As amigas Ana Júlia Karas, a Naju, 18 anos; e Arianne Leal, a Mary Jane, 16 anos, seguem no embalo de Diva. Repetem meio que em coro de jogral, como gostam, cabecinhas com molejo bom: “Não sonho em ser alguém, sonhamos alimentar alguém”. As gurias vivem no Boqueirão e na CIC, respectivamente, e batem ponto nas batalhas, que acontecem aos montes nas periferias. “Você conhece a batalha do Parigot?”, pergunta Handal, jovem classe média que cresceu entre a Água Verde e o Portão. O “Parigot”, de “Parigot de Souza”, é uma vila do Sítio Cercado, onde tudo acontece. Virou um segundo endereço de Handal. A família se divide em se gosta ou não da escolha que ele fez. “Descobri o rap graças a uma professora de Sociologia do Colégio Pedro Macedo”, conta.
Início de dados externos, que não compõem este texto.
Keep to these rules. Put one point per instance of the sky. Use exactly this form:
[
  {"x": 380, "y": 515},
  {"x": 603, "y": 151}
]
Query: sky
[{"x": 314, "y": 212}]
Kenni Rogers é um faz-tudo. Como diz a música do Gonzaguinha, ele é uma pessoa se entregando
A história de Renan se soma na roda à de Miriã Karla, vulgo MC Mika, 14 anos, moradora do Novo Mundo. É uma espécie de show woman do slam. À revelia da pouca idade, manda bem em todas as funções do cardápio. Quando senta, pega o violão e canta, Kenni consegue descansar. Os ruídos cessam, a escada sai do meio do palco e o aspirador de pó para com a gritaria. Ela agradece os elogios. A palavra já está com Mateus Zagonel, vulgo Zago, 17 anos, que não esconde que o coração está entregue ao hip-hop. “Na quebrada que eu morava as coisas não deram muito certo. A poesia salvou a minha vida. O bagulho é de verdade”, avisa o morador da Vila Icaraí, no Uberaba. Zago, assim como Mika, já marcou presença em festivais e encontrou o apoio de estudiosos de literatura. É o que há de novo, reconhecem os doutos.
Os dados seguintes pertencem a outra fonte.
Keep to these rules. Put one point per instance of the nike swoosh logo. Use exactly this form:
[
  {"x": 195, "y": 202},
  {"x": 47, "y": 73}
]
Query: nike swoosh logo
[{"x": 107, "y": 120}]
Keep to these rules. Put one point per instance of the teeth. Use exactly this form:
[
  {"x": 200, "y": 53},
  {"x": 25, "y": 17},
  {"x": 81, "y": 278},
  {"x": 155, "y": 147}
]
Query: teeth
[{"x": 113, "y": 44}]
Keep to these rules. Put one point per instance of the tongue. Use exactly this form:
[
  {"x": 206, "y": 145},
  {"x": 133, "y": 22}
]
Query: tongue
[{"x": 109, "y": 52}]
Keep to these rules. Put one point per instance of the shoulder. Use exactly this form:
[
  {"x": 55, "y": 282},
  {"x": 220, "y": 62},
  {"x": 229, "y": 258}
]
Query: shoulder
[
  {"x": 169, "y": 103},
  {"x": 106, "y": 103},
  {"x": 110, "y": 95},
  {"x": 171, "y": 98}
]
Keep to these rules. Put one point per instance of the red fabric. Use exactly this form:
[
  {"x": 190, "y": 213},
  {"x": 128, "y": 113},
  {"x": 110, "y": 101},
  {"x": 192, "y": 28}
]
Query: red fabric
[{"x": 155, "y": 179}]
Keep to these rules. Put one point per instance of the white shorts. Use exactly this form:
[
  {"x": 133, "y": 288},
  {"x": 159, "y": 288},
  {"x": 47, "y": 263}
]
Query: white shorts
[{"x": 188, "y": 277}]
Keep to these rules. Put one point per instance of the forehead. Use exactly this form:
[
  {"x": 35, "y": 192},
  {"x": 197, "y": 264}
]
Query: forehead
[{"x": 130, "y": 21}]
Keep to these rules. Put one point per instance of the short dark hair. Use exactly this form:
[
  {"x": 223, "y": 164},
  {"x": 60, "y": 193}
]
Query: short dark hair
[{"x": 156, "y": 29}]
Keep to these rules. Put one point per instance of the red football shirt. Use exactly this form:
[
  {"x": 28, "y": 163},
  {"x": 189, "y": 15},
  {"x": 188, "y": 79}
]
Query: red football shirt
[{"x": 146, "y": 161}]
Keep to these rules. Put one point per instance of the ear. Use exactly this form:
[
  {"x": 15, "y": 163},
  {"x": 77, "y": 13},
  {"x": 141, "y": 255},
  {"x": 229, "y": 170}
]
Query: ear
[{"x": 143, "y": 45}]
No rabo da conversa entra Vítor Bini, 16 anos, o Bini, morador da Chácara dos Meninos de 4 Pinheiros. Foi apresentado ao teatro por Kenni, há três anos. O adolescente que antes só tinha para contar suas pequenas histórias da vida em abrigos fala de literatura e da sua estreia nos palcos com a “experiência cênica” chamada , feita em parceria com outros 17 moradores de Quatro Pinheiros. Conta o que viveu, no que é atropelado pelo menino-prodígio Sérgio Silva Júnior, o Serginho Smith, 11 anos, o caçulinha da trupe. Morador do Jardim Gabinetto, entre a CIC e o São Braz, foi apresentado ao rap pelo pai. Cursa o sexto ano. Só posso dizer: “Guardem esse nome”.
Por fim, tem a palavra o Felipe Alves, 18 anos, natural de Ponta Grossa, nos Campos Gerais. Também tem histórias familiares para contar. Menos apoiado pelos seus que Serginho, venceu a resistência na base do verso cortante, como é de praxe. “O dia mais legal foi quando olhei para a plateia e vi meu pai me aplaudindo”, conta, em meio às memórias de anos atrás. Não esquece o dia em que assistiu a uma palestra de Kenni. Decidiu ali não esconder mais seu gosto pela escrita – e uma escrita que pede gesto, no palco, na rua. “Meu corpo é político”, avisa. Está dito.